1) Biking to work is so unbelievable. When we moved across the country, one promise I made myself was that if I had to fly 3000 miles to train in my dream specialty, there was no way I was going to sit in traffic every day. So we found a house that is a good bike-able distance from the hospital. I have composed so many posts in the many early morning and late (and odd, 2 AM post shift) rides home, but none have translated into an actual post. I'll catch up.
2) Time is a great healer. A great equalizer. A great decompressor. When we first moved, everything was so raw, so scary. It stayed that way for a while. That fear, uncertainty, difficulty, and stress was only compounded by having our moving truck arrive a month late, evacuating for a hurricane, and realizing that being a resident is really intimidatingly scary stuff. Also, my son HATED school. And my husband realized finding a job was not as easy as it seemed in a new city with no contacts or networks. But all that is over now.
Which brings me to now...
Some days I feel like super mom. I have prepped meal plan organized food in the fridge, menus written on the kitchen chalkboard, cut up fruits and vegetables to snack on. My kids have their backpacks and lunches packed by the door, clothing laid out on their beds. I'm rocking this mom/resident thing. But then there are days like tonight. I was coming off a really hard stretch of super intense 5 nights in a row. Working over Xmas in a vacation spot is like Target on Black Friday in the ED. So. Many. Patients. So. Many. Drunk. People. So. Many. Lacerations/Holiday Hearts/I left my meds in another state. Just. So. Many. So when I had a "switch day" from nights to days, I slept. Then I made a cake. Then I went out for a manicure. I had no energy for the market, meal prep, lunch making, and homework organizing, so we took a night off. But today, I had an early morning shift, that stretched from "I'll be home by dinner" to "I'll be home after a central line/LP/all my notes." Our wonderfully flexible nanny texted me at 5 pm asking dinner plans. At 5:30, I got a picture of my kids eating their favorite go to snack-for-dinner: Chocolate hazelnut butter sandwiches with rainbow sprinkles, on whole wheat bread. At least it's whole wheat? And the "healthy" brand chocolate butter instead of Nutella?

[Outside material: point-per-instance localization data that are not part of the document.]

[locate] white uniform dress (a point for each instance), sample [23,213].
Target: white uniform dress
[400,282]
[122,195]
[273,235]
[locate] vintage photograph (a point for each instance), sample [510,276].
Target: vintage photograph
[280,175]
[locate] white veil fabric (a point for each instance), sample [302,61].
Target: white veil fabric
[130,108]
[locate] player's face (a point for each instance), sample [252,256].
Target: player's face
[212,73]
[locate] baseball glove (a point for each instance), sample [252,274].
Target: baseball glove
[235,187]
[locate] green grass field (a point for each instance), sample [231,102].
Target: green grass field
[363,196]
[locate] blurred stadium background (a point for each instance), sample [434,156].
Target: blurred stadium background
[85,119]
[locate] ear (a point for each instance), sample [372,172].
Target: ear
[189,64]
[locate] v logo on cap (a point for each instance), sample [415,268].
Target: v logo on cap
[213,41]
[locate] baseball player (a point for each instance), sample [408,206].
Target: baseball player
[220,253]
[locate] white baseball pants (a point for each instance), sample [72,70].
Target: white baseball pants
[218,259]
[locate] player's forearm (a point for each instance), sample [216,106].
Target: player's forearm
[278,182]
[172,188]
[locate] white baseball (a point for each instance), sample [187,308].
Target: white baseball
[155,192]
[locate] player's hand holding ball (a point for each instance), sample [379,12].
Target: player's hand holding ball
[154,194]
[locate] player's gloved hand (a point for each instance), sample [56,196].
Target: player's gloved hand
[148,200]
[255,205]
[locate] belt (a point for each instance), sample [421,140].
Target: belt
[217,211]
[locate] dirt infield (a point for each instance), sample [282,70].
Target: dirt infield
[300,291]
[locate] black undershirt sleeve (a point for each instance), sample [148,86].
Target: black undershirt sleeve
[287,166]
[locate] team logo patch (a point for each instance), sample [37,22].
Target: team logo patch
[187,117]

One thing I am learning as a resident/mom without my family around is that I can't do it all, and I can't pretend to do it all. I have learned to be okay not looking put together all the time (ie: show up to the holiday show post overnight in scrubs), be okay that my kids eat the provided lunch plan instead of a cute bento box, and be okay that I have yet to attend a single PTA function and don't really feel guilty at all.